Although we find this argument persuasive, we also find that the state’s characterization of this issue omits two critical factors. First, according to the trial transcript, only the first 15 minutes of the arrest tape were played for the jury. We have listened to the tape. During that portion played to the jury, defendant did not make any statement about the direction of his travel. Accordingly, the jury could not have heard defendant’s actual statement in the context in which it was made. Its only exposure to that evidence would have been the police officer’s testimony recounting what defendant had said. Given the highly incriminating nature of a statement which exposes a suspected drunk driver’s disorientation, it was incumbent on the trial judge to instruct the jury to view defendant’s admission with caution.
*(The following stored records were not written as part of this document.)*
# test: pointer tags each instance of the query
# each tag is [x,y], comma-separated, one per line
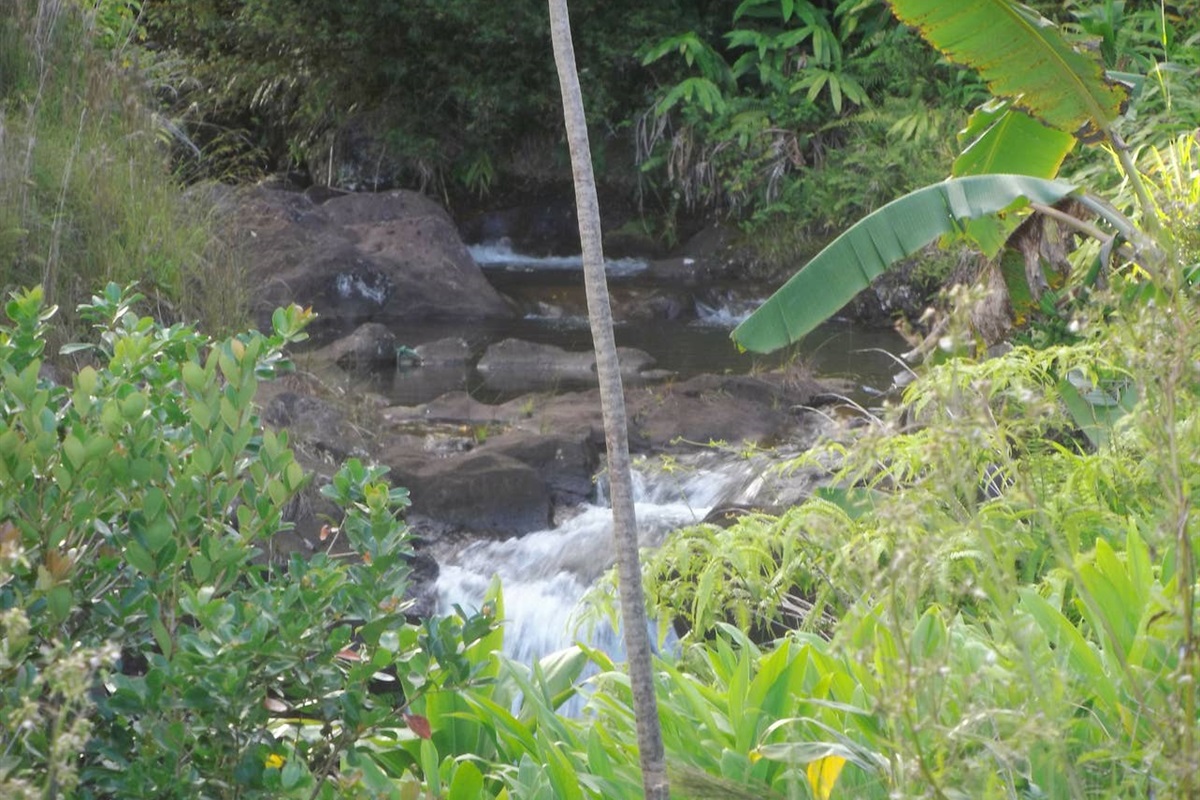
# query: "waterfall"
[547,572]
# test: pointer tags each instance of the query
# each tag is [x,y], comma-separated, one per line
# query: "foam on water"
[501,254]
[547,572]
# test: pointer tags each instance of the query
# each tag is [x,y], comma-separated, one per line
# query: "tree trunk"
[612,401]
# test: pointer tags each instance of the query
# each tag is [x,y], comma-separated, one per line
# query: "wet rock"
[538,228]
[894,294]
[370,346]
[519,366]
[449,352]
[316,425]
[564,462]
[483,492]
[360,257]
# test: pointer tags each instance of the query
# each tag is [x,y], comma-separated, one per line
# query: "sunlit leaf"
[823,775]
[877,241]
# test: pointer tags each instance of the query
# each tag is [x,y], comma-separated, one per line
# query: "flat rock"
[360,257]
[520,366]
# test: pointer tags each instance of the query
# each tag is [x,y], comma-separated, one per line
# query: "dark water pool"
[552,300]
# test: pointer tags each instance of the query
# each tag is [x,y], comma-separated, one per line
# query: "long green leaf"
[1023,56]
[1001,139]
[877,241]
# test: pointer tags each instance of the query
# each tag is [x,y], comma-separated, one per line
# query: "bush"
[135,500]
[88,196]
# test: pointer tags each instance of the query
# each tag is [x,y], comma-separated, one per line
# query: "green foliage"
[789,104]
[136,499]
[88,196]
[450,84]
[873,245]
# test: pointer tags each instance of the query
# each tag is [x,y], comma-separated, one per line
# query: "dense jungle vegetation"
[995,597]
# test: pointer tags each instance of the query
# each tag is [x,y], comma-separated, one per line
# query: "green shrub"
[136,497]
[88,196]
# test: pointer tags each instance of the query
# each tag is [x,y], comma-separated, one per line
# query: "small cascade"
[502,256]
[547,572]
[727,311]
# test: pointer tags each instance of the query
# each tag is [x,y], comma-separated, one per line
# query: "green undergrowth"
[87,194]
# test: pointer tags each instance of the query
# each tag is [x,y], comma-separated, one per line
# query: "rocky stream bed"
[468,373]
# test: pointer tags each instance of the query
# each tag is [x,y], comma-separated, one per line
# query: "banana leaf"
[1023,56]
[999,138]
[877,241]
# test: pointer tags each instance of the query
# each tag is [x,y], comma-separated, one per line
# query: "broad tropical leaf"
[877,241]
[1000,138]
[1023,56]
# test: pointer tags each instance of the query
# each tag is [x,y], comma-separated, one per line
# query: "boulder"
[520,366]
[547,228]
[371,344]
[564,461]
[480,491]
[450,352]
[360,257]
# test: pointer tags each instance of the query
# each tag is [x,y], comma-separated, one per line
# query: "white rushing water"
[502,254]
[546,573]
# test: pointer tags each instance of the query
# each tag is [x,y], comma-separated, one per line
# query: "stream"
[546,573]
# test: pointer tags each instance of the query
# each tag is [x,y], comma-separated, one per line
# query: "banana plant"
[1063,96]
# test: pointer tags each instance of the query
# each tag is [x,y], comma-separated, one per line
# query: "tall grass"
[87,194]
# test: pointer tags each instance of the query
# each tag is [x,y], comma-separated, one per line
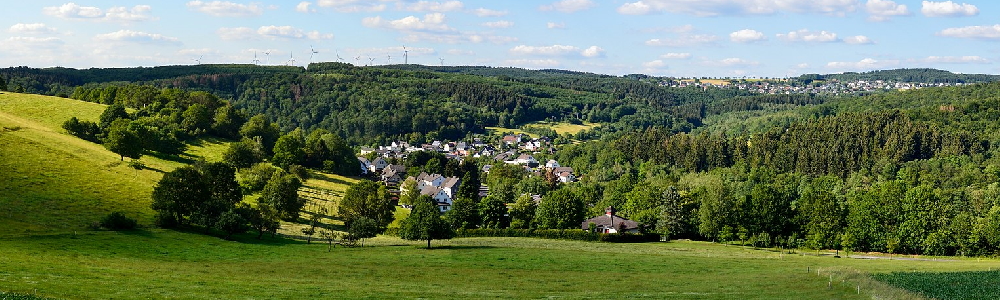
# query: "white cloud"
[674,55]
[882,10]
[350,6]
[554,50]
[635,8]
[593,51]
[656,64]
[864,64]
[568,6]
[36,41]
[226,8]
[430,22]
[948,9]
[459,52]
[137,37]
[290,32]
[955,60]
[974,32]
[684,41]
[804,35]
[747,36]
[304,7]
[271,32]
[858,40]
[428,6]
[483,12]
[677,29]
[543,63]
[734,61]
[456,37]
[33,28]
[499,24]
[707,8]
[73,11]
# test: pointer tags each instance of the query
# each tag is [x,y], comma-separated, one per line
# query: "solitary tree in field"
[367,199]
[522,213]
[464,214]
[177,194]
[288,150]
[281,194]
[560,209]
[122,141]
[425,223]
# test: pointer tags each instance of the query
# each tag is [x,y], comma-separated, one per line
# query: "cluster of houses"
[517,149]
[477,148]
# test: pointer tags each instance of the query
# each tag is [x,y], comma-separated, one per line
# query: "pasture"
[170,264]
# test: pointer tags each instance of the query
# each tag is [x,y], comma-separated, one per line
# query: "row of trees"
[209,196]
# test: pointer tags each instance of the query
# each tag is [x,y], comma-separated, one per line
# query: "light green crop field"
[52,185]
[169,264]
[53,182]
[565,127]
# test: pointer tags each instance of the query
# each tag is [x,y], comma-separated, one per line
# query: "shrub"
[118,221]
[569,234]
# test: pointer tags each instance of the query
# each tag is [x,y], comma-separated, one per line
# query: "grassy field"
[53,182]
[564,127]
[948,285]
[52,185]
[168,264]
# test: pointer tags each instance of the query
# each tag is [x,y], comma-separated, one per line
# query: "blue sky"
[717,38]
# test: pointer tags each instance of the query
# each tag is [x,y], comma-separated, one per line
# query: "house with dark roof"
[611,223]
[393,174]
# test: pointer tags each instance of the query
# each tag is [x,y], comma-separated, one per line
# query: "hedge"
[568,234]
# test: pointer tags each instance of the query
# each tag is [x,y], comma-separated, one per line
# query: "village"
[784,86]
[511,149]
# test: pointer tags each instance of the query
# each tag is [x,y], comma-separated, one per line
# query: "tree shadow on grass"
[458,247]
[182,158]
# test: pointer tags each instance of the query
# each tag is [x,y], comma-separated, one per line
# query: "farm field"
[564,127]
[169,264]
[56,183]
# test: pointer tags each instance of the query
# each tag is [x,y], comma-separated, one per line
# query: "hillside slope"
[53,182]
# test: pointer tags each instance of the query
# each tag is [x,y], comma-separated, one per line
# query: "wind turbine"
[312,52]
[406,56]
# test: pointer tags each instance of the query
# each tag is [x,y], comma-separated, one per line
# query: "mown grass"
[168,264]
[947,285]
[52,182]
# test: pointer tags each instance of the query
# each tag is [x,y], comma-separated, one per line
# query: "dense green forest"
[902,172]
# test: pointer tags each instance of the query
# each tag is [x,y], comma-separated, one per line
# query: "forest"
[899,172]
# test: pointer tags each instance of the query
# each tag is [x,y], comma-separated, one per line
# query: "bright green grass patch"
[947,285]
[515,131]
[565,127]
[168,264]
[52,182]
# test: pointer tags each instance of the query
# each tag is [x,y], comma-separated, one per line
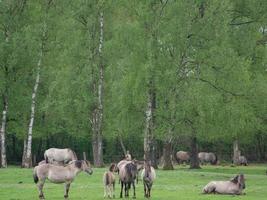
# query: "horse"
[205,157]
[128,156]
[243,160]
[182,156]
[59,156]
[234,186]
[148,175]
[127,176]
[59,174]
[109,181]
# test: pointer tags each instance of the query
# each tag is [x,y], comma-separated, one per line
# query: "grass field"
[180,184]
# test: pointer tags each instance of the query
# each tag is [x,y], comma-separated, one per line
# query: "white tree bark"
[2,135]
[28,155]
[236,152]
[28,159]
[3,124]
[97,116]
[148,136]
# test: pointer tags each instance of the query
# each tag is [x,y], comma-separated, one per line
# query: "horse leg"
[144,189]
[149,190]
[134,190]
[121,189]
[40,186]
[113,189]
[125,189]
[67,187]
[105,191]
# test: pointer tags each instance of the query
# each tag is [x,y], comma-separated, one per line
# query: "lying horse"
[59,156]
[182,156]
[148,175]
[59,174]
[109,181]
[233,186]
[205,157]
[127,175]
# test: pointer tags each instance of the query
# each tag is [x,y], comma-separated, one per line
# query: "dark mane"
[131,170]
[112,166]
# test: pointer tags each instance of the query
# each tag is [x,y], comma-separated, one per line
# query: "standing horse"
[182,156]
[233,186]
[109,181]
[59,156]
[127,175]
[59,174]
[148,175]
[205,157]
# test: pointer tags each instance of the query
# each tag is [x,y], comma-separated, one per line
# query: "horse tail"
[46,158]
[35,177]
[107,179]
[216,159]
[74,155]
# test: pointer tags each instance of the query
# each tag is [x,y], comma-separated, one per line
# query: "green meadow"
[181,183]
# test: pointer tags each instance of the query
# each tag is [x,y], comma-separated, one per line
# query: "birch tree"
[27,151]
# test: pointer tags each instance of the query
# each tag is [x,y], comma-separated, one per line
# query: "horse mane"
[112,166]
[147,168]
[74,154]
[130,168]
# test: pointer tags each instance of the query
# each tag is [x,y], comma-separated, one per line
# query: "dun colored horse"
[59,174]
[109,181]
[59,156]
[127,175]
[233,186]
[148,175]
[182,156]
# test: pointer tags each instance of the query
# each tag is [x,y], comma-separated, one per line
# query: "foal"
[59,174]
[109,181]
[148,175]
[234,186]
[127,174]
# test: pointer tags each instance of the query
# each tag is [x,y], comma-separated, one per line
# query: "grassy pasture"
[181,184]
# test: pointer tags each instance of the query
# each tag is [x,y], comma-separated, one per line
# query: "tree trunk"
[194,162]
[2,134]
[149,142]
[122,145]
[236,152]
[97,118]
[24,152]
[167,155]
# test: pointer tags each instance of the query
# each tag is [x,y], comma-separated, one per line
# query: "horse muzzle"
[90,172]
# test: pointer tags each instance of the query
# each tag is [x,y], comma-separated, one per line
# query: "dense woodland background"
[154,76]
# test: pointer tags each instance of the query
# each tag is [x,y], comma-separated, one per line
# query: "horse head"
[239,180]
[113,167]
[84,165]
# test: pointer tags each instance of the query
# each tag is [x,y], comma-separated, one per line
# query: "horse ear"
[235,179]
[78,164]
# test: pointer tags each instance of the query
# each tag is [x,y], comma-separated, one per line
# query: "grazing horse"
[148,175]
[182,156]
[233,186]
[127,175]
[109,181]
[59,156]
[243,160]
[59,174]
[205,157]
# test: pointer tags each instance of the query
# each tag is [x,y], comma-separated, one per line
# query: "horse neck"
[74,169]
[147,170]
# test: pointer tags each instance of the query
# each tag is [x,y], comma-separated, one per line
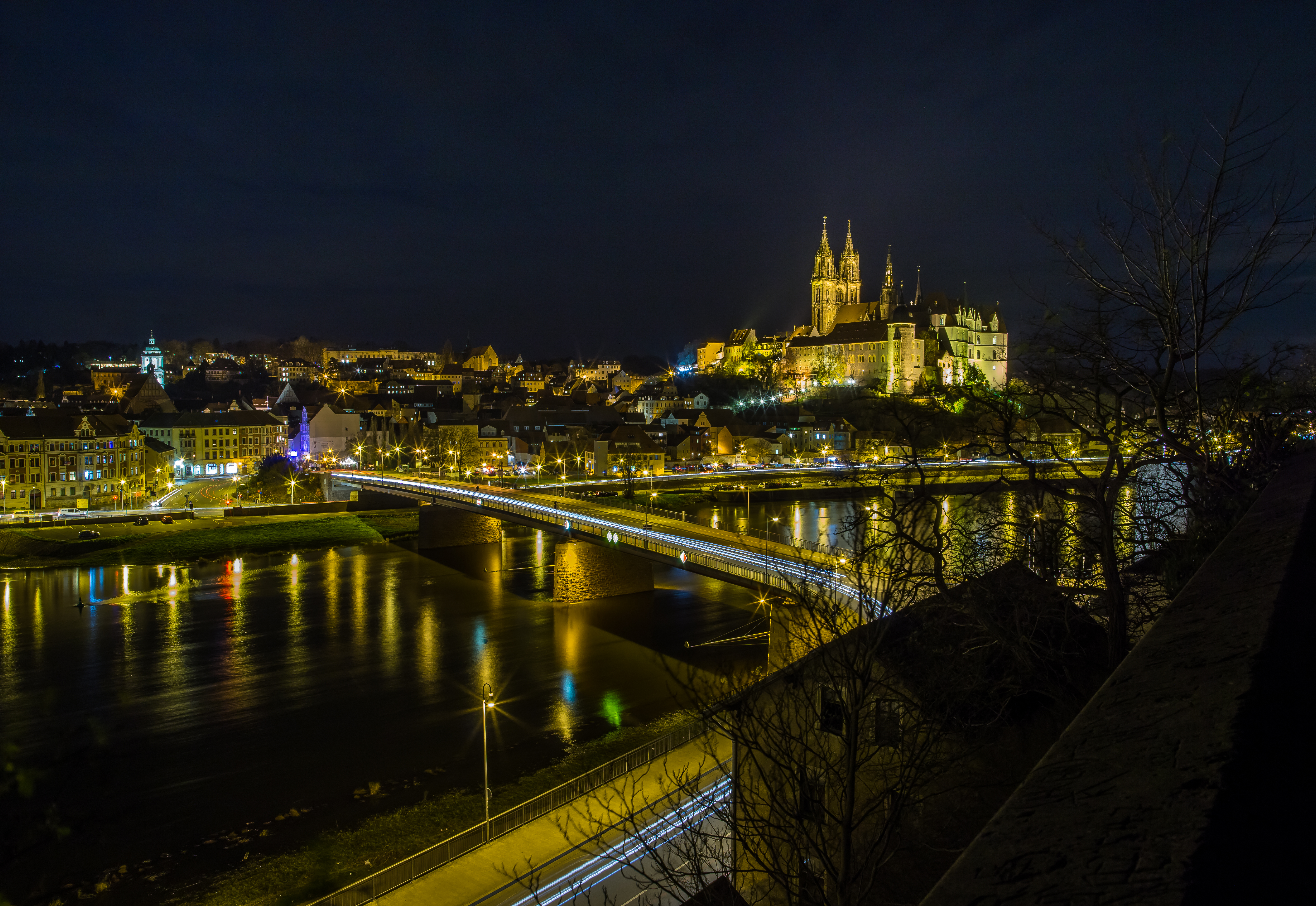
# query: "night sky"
[573,178]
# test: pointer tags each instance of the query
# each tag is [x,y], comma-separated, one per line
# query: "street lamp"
[486,704]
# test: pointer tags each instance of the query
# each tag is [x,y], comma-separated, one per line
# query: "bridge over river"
[606,548]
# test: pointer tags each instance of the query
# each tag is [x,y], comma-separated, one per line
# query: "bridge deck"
[699,548]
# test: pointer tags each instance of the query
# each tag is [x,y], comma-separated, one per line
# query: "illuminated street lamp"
[486,704]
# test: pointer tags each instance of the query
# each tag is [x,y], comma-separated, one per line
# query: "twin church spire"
[836,286]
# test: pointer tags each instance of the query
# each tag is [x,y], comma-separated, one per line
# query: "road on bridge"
[743,559]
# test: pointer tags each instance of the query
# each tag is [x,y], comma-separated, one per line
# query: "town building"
[330,356]
[897,347]
[297,369]
[227,443]
[627,447]
[72,460]
[153,360]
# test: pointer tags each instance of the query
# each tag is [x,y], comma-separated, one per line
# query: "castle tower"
[153,360]
[890,294]
[824,285]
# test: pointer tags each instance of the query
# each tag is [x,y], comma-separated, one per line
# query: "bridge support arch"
[441,527]
[585,572]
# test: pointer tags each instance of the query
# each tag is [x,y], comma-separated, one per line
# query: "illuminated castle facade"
[894,346]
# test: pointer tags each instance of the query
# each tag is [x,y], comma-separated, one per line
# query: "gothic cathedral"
[836,289]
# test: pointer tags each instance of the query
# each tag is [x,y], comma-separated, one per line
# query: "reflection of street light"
[486,704]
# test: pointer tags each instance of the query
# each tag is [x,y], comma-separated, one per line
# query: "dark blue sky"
[572,180]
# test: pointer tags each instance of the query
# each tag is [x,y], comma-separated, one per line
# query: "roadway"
[968,468]
[582,847]
[676,540]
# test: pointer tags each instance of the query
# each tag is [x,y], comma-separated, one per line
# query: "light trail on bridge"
[615,859]
[797,571]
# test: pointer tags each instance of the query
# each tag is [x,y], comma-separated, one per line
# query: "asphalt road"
[202,492]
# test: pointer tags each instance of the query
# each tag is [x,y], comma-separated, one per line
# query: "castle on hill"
[902,344]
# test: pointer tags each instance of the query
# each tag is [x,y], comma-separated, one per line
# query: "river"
[186,701]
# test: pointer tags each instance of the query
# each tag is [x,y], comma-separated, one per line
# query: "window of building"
[888,723]
[831,712]
[813,796]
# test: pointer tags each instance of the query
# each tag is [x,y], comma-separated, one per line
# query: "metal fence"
[411,868]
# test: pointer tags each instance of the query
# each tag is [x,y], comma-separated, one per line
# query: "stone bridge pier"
[441,527]
[585,572]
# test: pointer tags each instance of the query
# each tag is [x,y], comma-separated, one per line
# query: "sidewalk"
[480,876]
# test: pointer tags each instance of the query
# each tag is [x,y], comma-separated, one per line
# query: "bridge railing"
[782,537]
[740,563]
[445,851]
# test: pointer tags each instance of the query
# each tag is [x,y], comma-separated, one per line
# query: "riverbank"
[199,539]
[284,870]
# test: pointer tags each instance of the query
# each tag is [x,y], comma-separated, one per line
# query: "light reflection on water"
[228,692]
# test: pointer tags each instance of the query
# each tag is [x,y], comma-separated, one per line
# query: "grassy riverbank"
[336,858]
[199,539]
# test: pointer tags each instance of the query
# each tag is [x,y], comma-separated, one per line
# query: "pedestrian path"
[486,876]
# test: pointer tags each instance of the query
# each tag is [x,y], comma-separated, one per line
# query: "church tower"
[890,296]
[824,286]
[848,280]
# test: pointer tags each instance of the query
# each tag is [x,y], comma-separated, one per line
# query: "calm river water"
[188,701]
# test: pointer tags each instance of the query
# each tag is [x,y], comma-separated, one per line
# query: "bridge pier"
[453,529]
[370,500]
[585,572]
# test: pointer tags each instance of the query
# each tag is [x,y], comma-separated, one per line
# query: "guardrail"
[782,538]
[445,851]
Second, the police officer *666testified that he turned the tape recorder on and off several times and that the tape, therefore, was not a complete and accurate tape recording of everything that took place between him and defendant. That could have had the inadvertent effect of distorting the meaning of defendant’s statements. For these reasons, the fact that some of the admissions were recorded and played to the jury is not enough to overcome the dangers about which the oral admission instruction warns. It was error to refuse to give it. See State v. Swee, supra.

Reversed and remanded for a new trial.

Defendant also assigns as error: (1) the court’s failure to sustain his objection to the introduction of the arrest tape due to a lack of foundation; and (2) the giving of the “Miles" instruction, see State v. Miles, 8 Or App 189, 492 P2d 497 (1972), which is appropriate in cases involving a person who is in a physical state which makes him more susceptible to intoxicants. We find no merit in either of these assignments.